3. Moonlight de Barry Jenkins

Bien sûr, on se souvient tous de ce moment fort gênant aux Oscars, où La La Land était annoncé vainqueur, par erreur. Prix finalement remis à Moonlight et amplement mérité. Le film dépeint l’histoire de Chiron, un garçon qui vit au milieu des dealers, dans un quartier défavorisé de Miami, avec une mère droguée qui le délaisse. A l’école, il est harcelé de toute part et surnommé « Little. » Le film est construit en trois parties (son enfance, son adolescence et sa vie de jeune adulte). Une oeuvre particulièrement émouvante, avec des personnages attachants et des interprétations saisissantes (Mahershala Ali et Naomie Harris impressionnent tout particulièrement). Un film qui évoque de nombreux thèmes intéressants, comme la construction individuelle, les traumatismes de l’enfance, la recherche de figure paternelle, la vie des Afro-Américains dans des lieux laissés à l’abandon, la découverte de l’homosexualité dans une communauté qui ne l’accepte pas et qui a une vision très arrêtée de la « masculinité ». Superbe bande originale de Nicholas Britell, réalisation virtuose et belle photographie de James Laxton. Certaines scènes resteront à coup sûr en mémoire (la scène d’ouverture, l’apprentissage de la nage, la mère).

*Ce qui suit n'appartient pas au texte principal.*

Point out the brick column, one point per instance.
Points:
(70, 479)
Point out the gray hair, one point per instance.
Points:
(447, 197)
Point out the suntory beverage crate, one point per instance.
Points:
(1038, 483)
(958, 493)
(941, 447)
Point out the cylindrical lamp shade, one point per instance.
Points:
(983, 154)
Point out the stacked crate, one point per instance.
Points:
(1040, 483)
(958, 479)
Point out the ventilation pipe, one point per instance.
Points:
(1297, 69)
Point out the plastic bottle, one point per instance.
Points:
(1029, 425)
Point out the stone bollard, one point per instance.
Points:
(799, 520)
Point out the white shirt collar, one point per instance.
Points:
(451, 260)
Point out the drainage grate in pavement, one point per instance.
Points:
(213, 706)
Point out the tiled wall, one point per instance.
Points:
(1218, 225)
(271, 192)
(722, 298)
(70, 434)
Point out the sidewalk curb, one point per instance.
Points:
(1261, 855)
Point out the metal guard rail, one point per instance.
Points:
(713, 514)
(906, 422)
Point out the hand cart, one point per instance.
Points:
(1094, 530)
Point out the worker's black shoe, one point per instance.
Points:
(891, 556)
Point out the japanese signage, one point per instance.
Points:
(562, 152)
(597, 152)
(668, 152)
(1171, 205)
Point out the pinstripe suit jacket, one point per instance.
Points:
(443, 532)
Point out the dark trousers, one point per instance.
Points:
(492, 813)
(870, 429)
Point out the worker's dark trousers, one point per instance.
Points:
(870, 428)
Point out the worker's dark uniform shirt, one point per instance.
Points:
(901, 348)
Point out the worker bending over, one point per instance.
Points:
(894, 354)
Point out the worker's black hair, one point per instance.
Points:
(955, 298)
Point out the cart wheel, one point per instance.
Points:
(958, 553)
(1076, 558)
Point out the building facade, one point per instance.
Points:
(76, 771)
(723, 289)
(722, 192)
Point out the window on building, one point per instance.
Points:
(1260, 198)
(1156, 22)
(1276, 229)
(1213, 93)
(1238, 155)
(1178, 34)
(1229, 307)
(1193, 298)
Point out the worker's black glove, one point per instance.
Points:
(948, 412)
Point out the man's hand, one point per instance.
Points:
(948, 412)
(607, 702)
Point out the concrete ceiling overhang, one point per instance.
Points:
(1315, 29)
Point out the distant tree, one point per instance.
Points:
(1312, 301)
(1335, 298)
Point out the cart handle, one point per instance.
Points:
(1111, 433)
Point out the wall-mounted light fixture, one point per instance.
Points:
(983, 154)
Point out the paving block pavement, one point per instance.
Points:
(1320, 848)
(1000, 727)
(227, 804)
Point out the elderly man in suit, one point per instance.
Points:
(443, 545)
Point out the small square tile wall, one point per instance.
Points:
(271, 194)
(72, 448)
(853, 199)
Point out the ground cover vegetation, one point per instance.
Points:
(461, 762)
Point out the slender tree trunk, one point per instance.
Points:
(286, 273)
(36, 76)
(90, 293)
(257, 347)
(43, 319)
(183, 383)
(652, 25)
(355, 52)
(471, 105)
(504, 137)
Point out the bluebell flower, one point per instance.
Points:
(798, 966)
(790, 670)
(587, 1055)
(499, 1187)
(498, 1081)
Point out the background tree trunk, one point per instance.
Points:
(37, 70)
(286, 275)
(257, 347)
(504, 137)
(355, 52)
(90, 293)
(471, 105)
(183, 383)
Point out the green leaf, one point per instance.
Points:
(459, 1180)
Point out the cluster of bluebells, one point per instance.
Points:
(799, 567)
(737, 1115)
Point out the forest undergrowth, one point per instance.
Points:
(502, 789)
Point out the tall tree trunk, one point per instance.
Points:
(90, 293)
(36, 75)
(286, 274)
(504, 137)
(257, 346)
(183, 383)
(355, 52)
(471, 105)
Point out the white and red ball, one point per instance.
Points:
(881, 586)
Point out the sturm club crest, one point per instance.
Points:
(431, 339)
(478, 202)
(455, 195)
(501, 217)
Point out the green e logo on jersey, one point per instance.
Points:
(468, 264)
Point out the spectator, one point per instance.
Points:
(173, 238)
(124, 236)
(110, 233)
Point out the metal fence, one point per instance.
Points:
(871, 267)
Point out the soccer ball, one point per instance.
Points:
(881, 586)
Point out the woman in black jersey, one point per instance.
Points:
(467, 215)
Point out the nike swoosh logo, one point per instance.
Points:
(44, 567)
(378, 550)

Une excellente analyse du film ici

4. Nocturnal Animals, de Tom Ford

Second film de Tom Ford, après A Single Man, que j’avais personnellement adoré. De nouveau, le réalisateur adapte un roman, ici d’Austin Wright. L’originalité et le brio du film résident dans l’imbrication de deux histoires, entre fiction et réalité. D’un côté, la réalité, la vie de Susan Morrow (Amy Adams), une collectionneuse d’art contemporain vivant à Los Angeles et manifestement malheureuse dans sa vie. Mariée un temps avec Edward Sheffield (Jake Gyllenhaal), ils se sont depuis séparés. Un jour, elle reçoit un manuscrit de son ex-mari, nommé « Nocturnal Animals » et se met à le lire. Ainsi, l’autre pan du film, la fiction, est uniquement constitué des images mentales de Susan lorsqu’elle lit le manuscrit, le film prenant alors la forme d’ un thriller très glauque, qui se déroule au Texas. On comprend bien vite que la fiction est en lien étroit avec l’histoire personnelle de Susan et de son ex compagnon, un reflet de leur relation passée. Tout le film tournera alors autour des motifs de l’art, de la création, de la vengeance, du couple et de la séparation. Un film brillant dans sa construction, dans ce va-et-viens incessant entre réalité et fiction. Superbe photographie de Seamus McGarvey et réalisation toujours aussi élégante de Tom Ford, qui emprunte ici souvent aux clichés du thriller pour mieux les détourner. Et pour ne rien gâcher, une pléiade d’acteurs excellents, Jake Gyllenhaal, Aaron Johnson et Michael Shannon en tête.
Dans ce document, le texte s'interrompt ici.